Dreaming of La Sal

A serial novel by Michelle Curry Wright

Backstory 6

How a downtown dump came to represent the  simplest and most nostalgic days of my life

Oh, there had been other dumps, but this dump in 80s Telluride was quintessential, believe me (that’s it in the picture). Center of town, a half block from the bakery, wood-stove heated, mud room for all the crap, plastic on the windows, crawl space for your old tires (where we found a bottle of Worcestershire Sauce, still redolent after 30 or 40 years).

Hilariously (not at the time), there was a picnic table in the yard that, during the high season and for whatever reason, people viewed as available. However obviously in someone’s yard, they would stop with their deluxe bagels (veggies, provolone and mayo) and chocolate milk from Baked in Telluride and settle in, as if that dumpy house, just simply said to the world, All evidence aside, please use this property as you would any public park.

Sometimes they’d leave their trash right there on the table, in protest of lack of a public trash can. Sometimes they’d use the defunct outbuilding as another kind of pit stop. Kidding you not. But, wow, did we feel like lottery winners to have that house for $250 a month.

Everybody should have such a time, when the world seems like a dream and you feel lucky, lucky, lucky. Much transpired in that house. A cat dropped in and stayed for 18 more years. I inherited the computer that lured me into the plasticity of fiction writing. We built fires and baked ourselves in one room while freezing in the next. When we were evicted a couple of years later, we predicted arson would be the house’s fate (to avoid meeting historic district guidelines) and sure enough…. Not a devastating, block-burning, mile-high inferno, but enough damage to change the lay of the land on that block and to give developers an easier go of it. Sigh.

One thing that happens when you drop out and run away to a small town and live in a hovel happier than a clam is that you start seeing the world as Out There. You’re stowed in your snow globe  — maybe everybody eventually realizes we’re all in our snow globes, I don’t know. For me, once safely redefined and relocated as an escapee, it seemed inevitable to start thinking about how to reconnect with everything and everyone I’d fled from.  And, without Facebook or even email or anything but the house phone, I’d write and receive letters. I wrote to people, and people wrote to me. What a concept.

It’s hard to remember the intimacy of letter writing without feeling both crushing nostalgia and guilt for life having changed so much and our having gotten on board somehow. Yes, their quiet intimacy. When letters arrived, they didn’t interrupt or invade or beg for attention, they just slipped in and lay there on the counter,  waiting to be opened. Once opened, they would spill out their intimately graphic and liquid contents — handwriting! — that magically then translated into the sound of someone’s voice. Alchemy!

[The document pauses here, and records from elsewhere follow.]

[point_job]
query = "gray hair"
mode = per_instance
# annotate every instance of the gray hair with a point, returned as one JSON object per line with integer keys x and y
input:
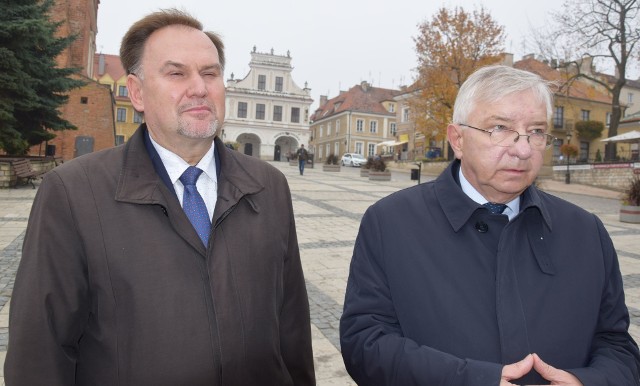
{"x": 492, "y": 83}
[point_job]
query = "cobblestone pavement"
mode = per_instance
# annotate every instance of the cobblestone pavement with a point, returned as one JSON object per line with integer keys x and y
{"x": 328, "y": 208}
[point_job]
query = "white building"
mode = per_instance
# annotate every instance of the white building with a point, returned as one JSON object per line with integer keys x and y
{"x": 266, "y": 112}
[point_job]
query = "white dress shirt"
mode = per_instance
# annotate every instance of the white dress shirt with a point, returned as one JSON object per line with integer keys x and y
{"x": 207, "y": 183}
{"x": 513, "y": 206}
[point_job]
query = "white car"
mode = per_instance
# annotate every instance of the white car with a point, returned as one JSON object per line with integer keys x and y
{"x": 353, "y": 159}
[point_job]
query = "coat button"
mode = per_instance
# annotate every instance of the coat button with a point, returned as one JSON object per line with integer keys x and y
{"x": 482, "y": 227}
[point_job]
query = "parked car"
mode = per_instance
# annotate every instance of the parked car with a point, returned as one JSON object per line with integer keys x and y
{"x": 353, "y": 159}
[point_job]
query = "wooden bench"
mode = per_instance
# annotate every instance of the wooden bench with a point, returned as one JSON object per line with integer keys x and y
{"x": 22, "y": 168}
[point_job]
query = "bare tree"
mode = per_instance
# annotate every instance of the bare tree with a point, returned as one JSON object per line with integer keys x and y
{"x": 603, "y": 32}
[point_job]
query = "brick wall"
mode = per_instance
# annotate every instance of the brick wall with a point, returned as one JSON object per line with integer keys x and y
{"x": 95, "y": 119}
{"x": 89, "y": 108}
{"x": 611, "y": 176}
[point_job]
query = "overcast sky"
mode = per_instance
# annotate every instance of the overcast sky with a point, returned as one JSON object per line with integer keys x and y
{"x": 334, "y": 44}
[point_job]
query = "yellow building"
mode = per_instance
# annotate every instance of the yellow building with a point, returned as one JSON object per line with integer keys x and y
{"x": 581, "y": 101}
{"x": 358, "y": 121}
{"x": 108, "y": 70}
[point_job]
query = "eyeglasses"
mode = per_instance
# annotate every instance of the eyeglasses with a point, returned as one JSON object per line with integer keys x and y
{"x": 501, "y": 136}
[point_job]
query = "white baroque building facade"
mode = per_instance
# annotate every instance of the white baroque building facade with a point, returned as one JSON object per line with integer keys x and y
{"x": 267, "y": 114}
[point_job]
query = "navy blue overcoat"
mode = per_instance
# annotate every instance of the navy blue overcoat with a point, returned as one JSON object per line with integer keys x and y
{"x": 441, "y": 292}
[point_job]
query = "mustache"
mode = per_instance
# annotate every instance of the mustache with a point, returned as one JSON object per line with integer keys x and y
{"x": 196, "y": 103}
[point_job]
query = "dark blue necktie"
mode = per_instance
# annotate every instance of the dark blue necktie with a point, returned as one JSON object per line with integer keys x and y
{"x": 495, "y": 208}
{"x": 193, "y": 204}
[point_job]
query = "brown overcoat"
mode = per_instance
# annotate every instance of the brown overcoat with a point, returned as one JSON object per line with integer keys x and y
{"x": 116, "y": 288}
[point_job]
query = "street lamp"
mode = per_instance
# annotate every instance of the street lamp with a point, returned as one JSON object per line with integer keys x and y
{"x": 567, "y": 177}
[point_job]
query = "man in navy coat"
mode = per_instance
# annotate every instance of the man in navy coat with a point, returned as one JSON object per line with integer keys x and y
{"x": 479, "y": 278}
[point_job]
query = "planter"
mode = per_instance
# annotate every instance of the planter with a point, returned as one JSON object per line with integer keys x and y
{"x": 630, "y": 214}
{"x": 330, "y": 168}
{"x": 379, "y": 176}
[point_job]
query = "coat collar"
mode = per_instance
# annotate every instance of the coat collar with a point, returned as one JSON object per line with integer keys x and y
{"x": 459, "y": 208}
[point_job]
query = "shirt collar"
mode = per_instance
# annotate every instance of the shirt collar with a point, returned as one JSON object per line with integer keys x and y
{"x": 513, "y": 206}
{"x": 175, "y": 165}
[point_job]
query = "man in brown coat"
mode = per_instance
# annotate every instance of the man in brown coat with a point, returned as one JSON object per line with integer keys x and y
{"x": 134, "y": 274}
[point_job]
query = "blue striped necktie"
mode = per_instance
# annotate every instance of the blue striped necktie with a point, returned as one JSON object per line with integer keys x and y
{"x": 193, "y": 204}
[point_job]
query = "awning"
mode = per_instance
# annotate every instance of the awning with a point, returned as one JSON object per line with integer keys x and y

Now, however, when someone is texting you at their whim in the middle of the afternoon on a Sunday when you least expect it,  it’s a whole different thing. I’m here, they’re saying, I‘m right next to you, I’m interrupting you, I’m right in your ear and in your head and there’s no way you can ignore me. This kind of intimacy inserts itself brashly into the present moment, a moment in which you are not so much a willing participant as a half-willing victim.

I’ve written my fair share of letters. Letters fired off or labored upon, letters to family, to friends, to boyfriends and husbands. Letters that were big mistakes. Letters that were even bigger mistakes. Lots of ideas noted, emotions hashed, gauntlets thrown, words minced. Certainly  not enough that were just loving tributes, or sent just to say, for example, how good it all was, how beautiful, how sane, how fetching, how real. That would probably have been time better spent, a heart better served.

Over time, in an effort to lighten my load, I got rid of almost all of the letters I had carted with me for years and years.  Not just because they were embarrassing and represented an emotional immaturity I wasn’t necessarily happy about or willing to own up to (which they did and I am), but because they started to feel like a betrayal of the present moment. This is what I have now, I would tell myself. This is what counts. All these people? They don’t even remember you. Maybe, maybe not. They mattered. They matter still.

What I’m working on as I try to make sense of being 60 years old and of heading into more fascinating territory is remembering the past without clutching or judging or comparing or even being sad. Remembering with my heart instead of my head, digging up all the good, feeling the laughter burble up, reclaiming the sense of freedom and aliveness that came with simplicity, a simplicity that still resides within. The sense that all of life, even as it becomes more and more layered, is a beautiful mass of interwoven fibers, the patched and crazy fabric of our winter coats.